The world’s population is expanding rapidly. Whilst we in Europe have been trapped by the economic crisis, the likes of Brazil, India and China have found room to manoeuvre, adapting and continuing to grow at phenomenal rates.
By 2050 there will be 9.3bn people living, breathing and consuming our planet’s resources, with 75 per cent of these living in cities. To accommodate this we would need to build the equivalent of more than one new Birmingham every single week for the next 40 years.
The successful cities of the future will be more compact and efficient. But to realise this future, we need to overcome the paradoxes created by prosperity and connectivity.
The stark fact is that unless we make our cities more efficient and sustainable, the quality of life of most people everywhere in the world will suffer. Rapidly urbanising populations are a feature of emerging economies, but the new middle classes in the likes of the BRICS also expect their quality of life to keep growing.
City development has relied on continuing low energy costs. But population growth, consumer demand and supply reaching nature’s limits are putting pressures also on rising energy costs, and together these present a massive threat to people’s quality of life. This is the Prosperity Paradox.

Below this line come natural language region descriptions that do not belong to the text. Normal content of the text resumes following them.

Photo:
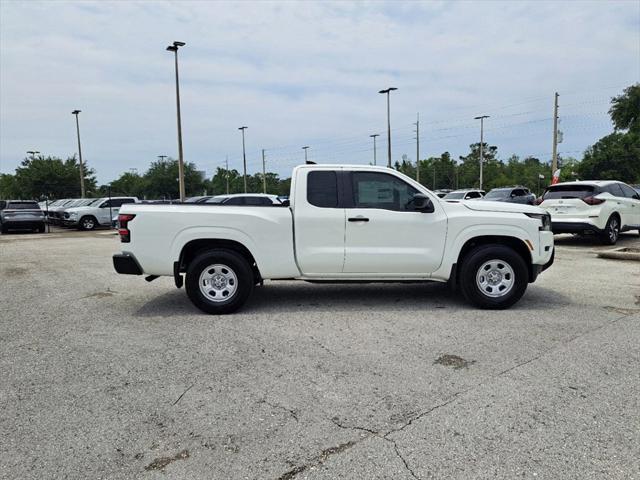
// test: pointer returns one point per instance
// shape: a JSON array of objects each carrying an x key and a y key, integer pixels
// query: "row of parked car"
[
  {"x": 516, "y": 194},
  {"x": 603, "y": 208}
]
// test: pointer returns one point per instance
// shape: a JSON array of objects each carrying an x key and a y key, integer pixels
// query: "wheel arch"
[
  {"x": 194, "y": 247},
  {"x": 515, "y": 243}
]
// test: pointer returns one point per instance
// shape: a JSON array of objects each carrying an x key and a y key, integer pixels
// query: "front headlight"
[{"x": 544, "y": 218}]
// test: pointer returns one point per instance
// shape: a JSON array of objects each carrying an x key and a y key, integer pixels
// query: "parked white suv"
[
  {"x": 99, "y": 213},
  {"x": 605, "y": 208}
]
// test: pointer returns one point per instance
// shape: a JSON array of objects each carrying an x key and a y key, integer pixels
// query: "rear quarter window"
[
  {"x": 322, "y": 189},
  {"x": 568, "y": 191}
]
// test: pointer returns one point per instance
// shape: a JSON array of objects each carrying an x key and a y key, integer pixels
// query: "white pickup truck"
[{"x": 343, "y": 224}]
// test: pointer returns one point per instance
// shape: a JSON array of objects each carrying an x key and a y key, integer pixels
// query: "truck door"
[
  {"x": 384, "y": 235},
  {"x": 319, "y": 223}
]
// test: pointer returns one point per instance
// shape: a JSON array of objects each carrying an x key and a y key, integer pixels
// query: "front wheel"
[
  {"x": 611, "y": 232},
  {"x": 219, "y": 281},
  {"x": 493, "y": 276}
]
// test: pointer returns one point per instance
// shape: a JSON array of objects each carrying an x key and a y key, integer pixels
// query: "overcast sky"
[{"x": 304, "y": 73}]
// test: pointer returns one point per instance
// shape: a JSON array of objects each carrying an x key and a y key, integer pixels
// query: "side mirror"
[{"x": 422, "y": 203}]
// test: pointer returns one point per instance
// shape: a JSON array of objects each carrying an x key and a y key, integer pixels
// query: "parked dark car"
[
  {"x": 21, "y": 215},
  {"x": 511, "y": 195}
]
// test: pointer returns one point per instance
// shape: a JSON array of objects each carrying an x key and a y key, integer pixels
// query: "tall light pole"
[
  {"x": 387, "y": 91},
  {"x": 174, "y": 48},
  {"x": 76, "y": 112},
  {"x": 417, "y": 124},
  {"x": 264, "y": 174},
  {"x": 244, "y": 158},
  {"x": 226, "y": 164},
  {"x": 374, "y": 147},
  {"x": 481, "y": 118}
]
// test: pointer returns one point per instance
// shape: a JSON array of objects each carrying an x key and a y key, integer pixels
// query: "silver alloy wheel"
[
  {"x": 495, "y": 278},
  {"x": 613, "y": 229},
  {"x": 218, "y": 283}
]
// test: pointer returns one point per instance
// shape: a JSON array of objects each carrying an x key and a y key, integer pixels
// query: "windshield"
[
  {"x": 23, "y": 206},
  {"x": 454, "y": 196},
  {"x": 501, "y": 193},
  {"x": 568, "y": 191}
]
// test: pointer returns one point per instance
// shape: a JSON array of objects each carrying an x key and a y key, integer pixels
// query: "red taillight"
[
  {"x": 592, "y": 200},
  {"x": 123, "y": 230}
]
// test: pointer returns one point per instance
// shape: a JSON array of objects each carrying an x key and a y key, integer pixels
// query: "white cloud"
[{"x": 299, "y": 73}]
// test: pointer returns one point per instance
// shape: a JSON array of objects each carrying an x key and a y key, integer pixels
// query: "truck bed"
[{"x": 160, "y": 229}]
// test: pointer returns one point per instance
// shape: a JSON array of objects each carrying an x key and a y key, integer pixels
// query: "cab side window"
[{"x": 381, "y": 190}]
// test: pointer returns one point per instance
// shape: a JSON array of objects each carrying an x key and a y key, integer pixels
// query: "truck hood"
[{"x": 490, "y": 206}]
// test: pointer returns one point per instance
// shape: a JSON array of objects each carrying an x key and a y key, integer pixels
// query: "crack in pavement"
[
  {"x": 291, "y": 412},
  {"x": 325, "y": 454}
]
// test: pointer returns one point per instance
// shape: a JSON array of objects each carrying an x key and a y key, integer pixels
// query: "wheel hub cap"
[
  {"x": 218, "y": 283},
  {"x": 495, "y": 278}
]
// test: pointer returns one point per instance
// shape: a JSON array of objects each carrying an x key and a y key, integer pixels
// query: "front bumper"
[
  {"x": 126, "y": 264},
  {"x": 15, "y": 224},
  {"x": 574, "y": 227}
]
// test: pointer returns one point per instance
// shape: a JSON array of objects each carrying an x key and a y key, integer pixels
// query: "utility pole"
[
  {"x": 244, "y": 158},
  {"x": 417, "y": 124},
  {"x": 82, "y": 192},
  {"x": 174, "y": 48},
  {"x": 387, "y": 91},
  {"x": 264, "y": 174},
  {"x": 226, "y": 162},
  {"x": 374, "y": 147},
  {"x": 481, "y": 118},
  {"x": 554, "y": 157}
]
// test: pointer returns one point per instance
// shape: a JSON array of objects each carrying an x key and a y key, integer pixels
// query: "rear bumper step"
[{"x": 126, "y": 264}]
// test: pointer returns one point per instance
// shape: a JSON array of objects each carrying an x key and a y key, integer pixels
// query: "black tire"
[
  {"x": 87, "y": 223},
  {"x": 611, "y": 232},
  {"x": 514, "y": 268},
  {"x": 241, "y": 274}
]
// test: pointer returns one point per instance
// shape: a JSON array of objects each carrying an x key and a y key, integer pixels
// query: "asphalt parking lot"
[{"x": 108, "y": 376}]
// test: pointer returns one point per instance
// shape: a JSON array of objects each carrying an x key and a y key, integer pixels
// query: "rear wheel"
[
  {"x": 493, "y": 276},
  {"x": 87, "y": 223},
  {"x": 219, "y": 281},
  {"x": 611, "y": 232}
]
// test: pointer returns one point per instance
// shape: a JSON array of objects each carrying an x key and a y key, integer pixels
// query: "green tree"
[
  {"x": 40, "y": 177},
  {"x": 161, "y": 180},
  {"x": 617, "y": 155},
  {"x": 625, "y": 109},
  {"x": 129, "y": 183}
]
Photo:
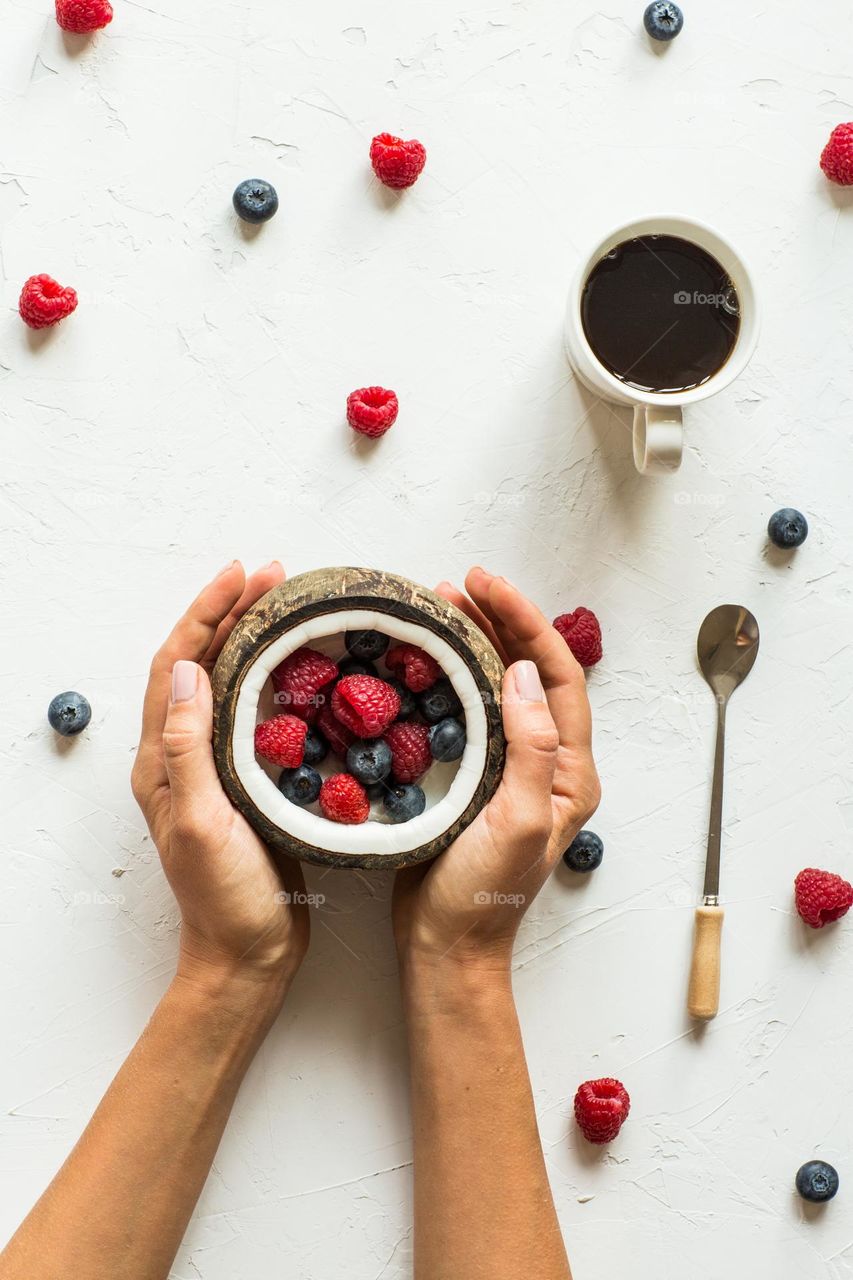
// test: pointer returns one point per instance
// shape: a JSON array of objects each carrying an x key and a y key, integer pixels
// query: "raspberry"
[
  {"x": 365, "y": 704},
  {"x": 821, "y": 896},
  {"x": 336, "y": 734},
  {"x": 416, "y": 670},
  {"x": 83, "y": 16},
  {"x": 297, "y": 681},
  {"x": 372, "y": 410},
  {"x": 601, "y": 1109},
  {"x": 397, "y": 164},
  {"x": 44, "y": 302},
  {"x": 282, "y": 740},
  {"x": 342, "y": 799},
  {"x": 582, "y": 632},
  {"x": 409, "y": 744},
  {"x": 836, "y": 159}
]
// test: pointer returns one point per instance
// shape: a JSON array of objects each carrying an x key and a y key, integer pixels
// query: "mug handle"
[{"x": 658, "y": 438}]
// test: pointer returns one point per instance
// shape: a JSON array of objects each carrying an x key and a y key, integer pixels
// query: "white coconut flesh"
[{"x": 448, "y": 787}]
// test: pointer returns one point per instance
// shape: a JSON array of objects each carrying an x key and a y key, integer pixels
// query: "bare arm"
[
  {"x": 122, "y": 1201},
  {"x": 483, "y": 1206}
]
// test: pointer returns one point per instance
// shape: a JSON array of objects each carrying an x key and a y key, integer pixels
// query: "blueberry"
[
  {"x": 447, "y": 740},
  {"x": 439, "y": 702},
  {"x": 584, "y": 853},
  {"x": 662, "y": 19},
  {"x": 300, "y": 786},
  {"x": 788, "y": 528},
  {"x": 315, "y": 748},
  {"x": 369, "y": 762},
  {"x": 255, "y": 200},
  {"x": 407, "y": 700},
  {"x": 404, "y": 803},
  {"x": 366, "y": 645},
  {"x": 354, "y": 667},
  {"x": 69, "y": 713},
  {"x": 817, "y": 1182}
]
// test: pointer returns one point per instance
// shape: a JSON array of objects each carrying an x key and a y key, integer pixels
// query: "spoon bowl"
[{"x": 726, "y": 648}]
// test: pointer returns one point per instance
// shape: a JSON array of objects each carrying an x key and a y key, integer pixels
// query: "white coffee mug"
[{"x": 658, "y": 429}]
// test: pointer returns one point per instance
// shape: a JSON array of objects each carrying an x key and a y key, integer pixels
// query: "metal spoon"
[{"x": 726, "y": 649}]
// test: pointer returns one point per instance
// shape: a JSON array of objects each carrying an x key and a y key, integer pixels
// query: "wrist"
[
  {"x": 240, "y": 992},
  {"x": 450, "y": 986}
]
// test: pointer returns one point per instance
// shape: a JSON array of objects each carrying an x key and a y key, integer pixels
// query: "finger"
[
  {"x": 258, "y": 584},
  {"x": 523, "y": 801},
  {"x": 455, "y": 597},
  {"x": 187, "y": 753},
  {"x": 190, "y": 639},
  {"x": 527, "y": 634}
]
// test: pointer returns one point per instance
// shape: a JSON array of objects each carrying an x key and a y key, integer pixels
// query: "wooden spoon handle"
[{"x": 703, "y": 995}]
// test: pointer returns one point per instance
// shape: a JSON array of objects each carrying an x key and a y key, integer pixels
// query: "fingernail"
[
  {"x": 185, "y": 681},
  {"x": 528, "y": 685}
]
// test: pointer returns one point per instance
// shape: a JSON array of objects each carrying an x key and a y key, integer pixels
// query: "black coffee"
[{"x": 661, "y": 314}]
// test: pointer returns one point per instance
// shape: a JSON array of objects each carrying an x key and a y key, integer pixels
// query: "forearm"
[
  {"x": 483, "y": 1205},
  {"x": 121, "y": 1203}
]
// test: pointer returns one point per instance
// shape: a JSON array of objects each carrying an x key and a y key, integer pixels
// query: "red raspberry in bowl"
[
  {"x": 821, "y": 896},
  {"x": 396, "y": 163},
  {"x": 409, "y": 743},
  {"x": 601, "y": 1109},
  {"x": 343, "y": 799},
  {"x": 416, "y": 670},
  {"x": 372, "y": 411},
  {"x": 44, "y": 302},
  {"x": 83, "y": 16},
  {"x": 365, "y": 704},
  {"x": 582, "y": 632},
  {"x": 836, "y": 158},
  {"x": 297, "y": 681},
  {"x": 282, "y": 740}
]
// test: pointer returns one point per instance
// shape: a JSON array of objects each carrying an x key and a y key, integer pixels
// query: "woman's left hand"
[{"x": 238, "y": 912}]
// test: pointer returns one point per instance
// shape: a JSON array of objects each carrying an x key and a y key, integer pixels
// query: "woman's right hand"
[{"x": 465, "y": 906}]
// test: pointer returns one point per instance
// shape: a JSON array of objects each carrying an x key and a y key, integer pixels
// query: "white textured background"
[{"x": 191, "y": 411}]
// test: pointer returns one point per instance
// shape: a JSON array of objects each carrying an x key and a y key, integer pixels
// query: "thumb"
[
  {"x": 532, "y": 752},
  {"x": 186, "y": 739}
]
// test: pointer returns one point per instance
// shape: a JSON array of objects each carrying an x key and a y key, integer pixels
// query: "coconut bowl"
[{"x": 316, "y": 609}]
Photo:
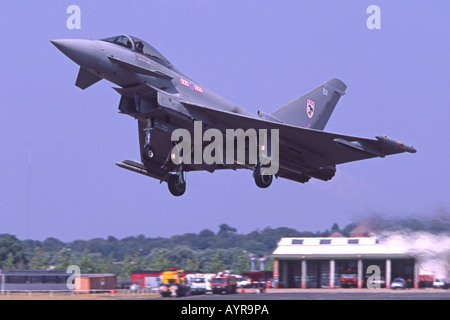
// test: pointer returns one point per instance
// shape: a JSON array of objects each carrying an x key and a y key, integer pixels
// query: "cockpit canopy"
[{"x": 140, "y": 46}]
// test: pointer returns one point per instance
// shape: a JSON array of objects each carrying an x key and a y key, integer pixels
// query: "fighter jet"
[{"x": 163, "y": 100}]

If we don’t find solutions to this paradox, the world could face a major crisis.
So we need to encourage and plan for more compact cities. These will see people living closer to their place of work and commuting less, travelling more on public transport and less in cars. Urbanisation has seen fragmentation of communities, but in the compact city your neighbours and friends will be nearer to you, and where you shop, work and play will be closer to where you sleep. That will save energy, reducing per capita spend and therefore keeping disposable incomes up.
Politicians alone can’t deliver the compact cities we need. In an interconnected world, we need governments incentivising smart growth; communities moderating their short-term demands for goods for the benefit of their friends and neighbours in the long-term; business offering smarter, more integrated solutions that work in the long-term rather than just responding to the short-term demands of their shareholders.
Overcoming this Connectivity Paradox requires good story-telling. Politicians need to be more honest with voters about the short and long-term trade-offs of decisions; communities need to discuss and plan for their own future needs; businesses need to articulate a vision to shareholders that realises long-term value as well as short-term gain.
The responsibility doesn’t just fall on our politicians, our community or our business leaders. It falls to each and every one of us, individually and collectively.
Jeremy Bentham is Head of Scenarios at Shell.